Literature DB >> 23270962

Pectoral muscle segmentation: a review.

Karthikeyan Ganesan1, U Rajendra Acharya, Kuang Chua Chua, Lim Choo Min, K Thomas Abraham.   

Abstract

Mammograms are X-ray images of breasts which are used to detect breast cancer. The pectoral muscle is a mass of tissue on which the breast rests. During routine mammographic screenings, in medio-lateral oblique (MLO) views, the pectoral muscle turns up in the mammograms along with the breast tissues. The pectoral muscle has to be segmented from the mammogram for an effective automated computer aided diagnosis (CAD).

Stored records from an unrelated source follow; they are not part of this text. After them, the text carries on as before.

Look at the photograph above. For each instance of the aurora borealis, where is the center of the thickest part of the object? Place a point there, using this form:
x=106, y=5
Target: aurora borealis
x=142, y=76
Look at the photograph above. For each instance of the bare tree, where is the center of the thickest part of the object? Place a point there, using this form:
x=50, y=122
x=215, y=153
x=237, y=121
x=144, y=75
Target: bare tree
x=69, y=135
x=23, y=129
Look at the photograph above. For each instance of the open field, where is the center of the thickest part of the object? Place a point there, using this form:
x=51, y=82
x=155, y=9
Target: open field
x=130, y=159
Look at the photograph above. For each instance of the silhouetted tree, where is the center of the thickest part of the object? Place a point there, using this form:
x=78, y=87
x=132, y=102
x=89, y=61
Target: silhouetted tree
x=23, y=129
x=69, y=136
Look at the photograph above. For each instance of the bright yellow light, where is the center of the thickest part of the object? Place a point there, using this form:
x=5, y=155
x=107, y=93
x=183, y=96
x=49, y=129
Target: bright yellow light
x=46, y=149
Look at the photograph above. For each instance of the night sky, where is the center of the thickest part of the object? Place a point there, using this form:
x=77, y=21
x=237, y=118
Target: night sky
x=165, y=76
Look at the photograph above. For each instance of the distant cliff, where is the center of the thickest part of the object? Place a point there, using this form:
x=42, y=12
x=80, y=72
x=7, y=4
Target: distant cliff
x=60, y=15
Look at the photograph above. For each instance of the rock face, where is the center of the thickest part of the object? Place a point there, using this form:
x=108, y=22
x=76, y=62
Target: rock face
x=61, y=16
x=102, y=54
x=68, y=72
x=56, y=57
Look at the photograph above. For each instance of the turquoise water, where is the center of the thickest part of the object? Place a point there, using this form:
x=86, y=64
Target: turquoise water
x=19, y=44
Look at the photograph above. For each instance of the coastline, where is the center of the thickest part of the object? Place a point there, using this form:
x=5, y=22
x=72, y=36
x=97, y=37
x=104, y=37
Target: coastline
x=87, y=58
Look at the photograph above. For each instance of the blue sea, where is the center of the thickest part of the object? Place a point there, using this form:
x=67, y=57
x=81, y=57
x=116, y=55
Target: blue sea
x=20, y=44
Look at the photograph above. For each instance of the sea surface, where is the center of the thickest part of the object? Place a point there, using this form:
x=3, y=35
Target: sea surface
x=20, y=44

This is due to the fact that pectoral muscles have pixel intensities and texture similar to that of breast tissues which can result in awry CAD results. As a result, a lot of effort has been put into the segmentation of pectoral muscles and finding its contour with the breast tissues. To the best of our knowledge, currently there is no definitive literature available which provides a comprehensive review about the current state of research in this area of pectoral muscle segmentation. We try to address this shortcoming by providing a comprehensive review of research papers in this area. A conscious effort has been made to avoid deviating into the area of automated breast cancer detection.
Copyright © 2012 Elsevier Ireland Ltd. All rights reserved.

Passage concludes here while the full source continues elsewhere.